In the UK, ad spend from online video platforms increased 79%, while ad spend from South Sudan Email List traditional TV grew 34%. In both markets, the chains of Television and pay-TV platforms temporarily increased investment in response to their new competition, but this will prove unsustainable in the face of continued declining revenues, both those related to COVID-19 and those related to structural. Meanwhile, online video platforms have continued to increase their budgets as they seek to make the most of the current opportunity to build a loyal customer base. Each platform is investing heavily to make sure it is on the minds of consumers as they consider which ones to commit to for the long term.

“Consumers are now faced with a confusing and wide variety of shows and movies competing for their attention,” said Christian Lee, Zenith’s Global Managing Director. “AV entertainment companies must overcome this complexity and provide consumers with entertainment that matches their personal preferences with minimal effort. Brands that deliver satisfying experiences and act as more than mere repositories of content will be better positioned to grow long term. term”.Confinement has made digital media even more vital to this sectorAudiovisual entertainment companies invest more in digital, outdoor and cinema advertising than the average. Their reliance on cinema and abroad has posed a particular challenge this year, as they have been forced to make up for lost audiences in empty cities and closed cinemas.
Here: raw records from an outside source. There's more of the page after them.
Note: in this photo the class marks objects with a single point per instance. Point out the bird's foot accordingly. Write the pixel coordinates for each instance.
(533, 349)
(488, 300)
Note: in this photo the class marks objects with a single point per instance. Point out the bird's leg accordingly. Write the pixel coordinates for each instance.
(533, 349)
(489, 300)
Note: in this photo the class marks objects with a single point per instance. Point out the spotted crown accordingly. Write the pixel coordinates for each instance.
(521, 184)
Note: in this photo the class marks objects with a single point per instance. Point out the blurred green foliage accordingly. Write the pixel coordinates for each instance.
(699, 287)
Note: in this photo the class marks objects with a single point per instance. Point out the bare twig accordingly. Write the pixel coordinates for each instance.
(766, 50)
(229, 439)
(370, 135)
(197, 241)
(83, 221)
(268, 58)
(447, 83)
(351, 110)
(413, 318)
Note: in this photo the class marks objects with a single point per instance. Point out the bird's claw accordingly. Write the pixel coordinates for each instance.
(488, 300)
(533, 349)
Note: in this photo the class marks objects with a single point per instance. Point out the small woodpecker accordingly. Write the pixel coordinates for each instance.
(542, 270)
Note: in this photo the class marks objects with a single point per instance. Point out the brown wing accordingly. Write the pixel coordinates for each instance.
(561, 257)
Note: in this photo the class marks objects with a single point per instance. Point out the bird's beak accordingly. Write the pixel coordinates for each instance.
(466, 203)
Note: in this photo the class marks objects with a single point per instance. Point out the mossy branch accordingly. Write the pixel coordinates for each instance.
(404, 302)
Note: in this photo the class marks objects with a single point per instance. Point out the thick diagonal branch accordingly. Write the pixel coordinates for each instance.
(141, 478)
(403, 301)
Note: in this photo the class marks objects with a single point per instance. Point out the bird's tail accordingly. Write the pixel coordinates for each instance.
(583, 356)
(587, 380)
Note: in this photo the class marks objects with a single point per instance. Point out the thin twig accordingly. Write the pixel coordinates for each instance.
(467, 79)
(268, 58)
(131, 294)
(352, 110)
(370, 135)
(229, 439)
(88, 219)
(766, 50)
This means even more digital investment, as the total ad spend of the audiovisual entertainment sector is projected to increase from 53% in 2019 to 57% in 2020.The advertising investment of the audiovisual entertainment sector will exceed in 2022 by 1.2% in 2019While entertainment video is expected to substantially outperform the market in 2020, Zenith expects it to underperform in the next two years, with no growth in 2021 and growth of 1.2% in 2022. Video platforms Online will have less ability to increase budgets after investing so much in 2020, and traditional TV networks will be hit by declining revenue from TV advertising and pay TV subscriptions. However, Zenith expects ad spend for entertainment video to be 1.2% higher in 2022 than in 2019, while general advertising will continue to be 0.6% below its peak in 2019.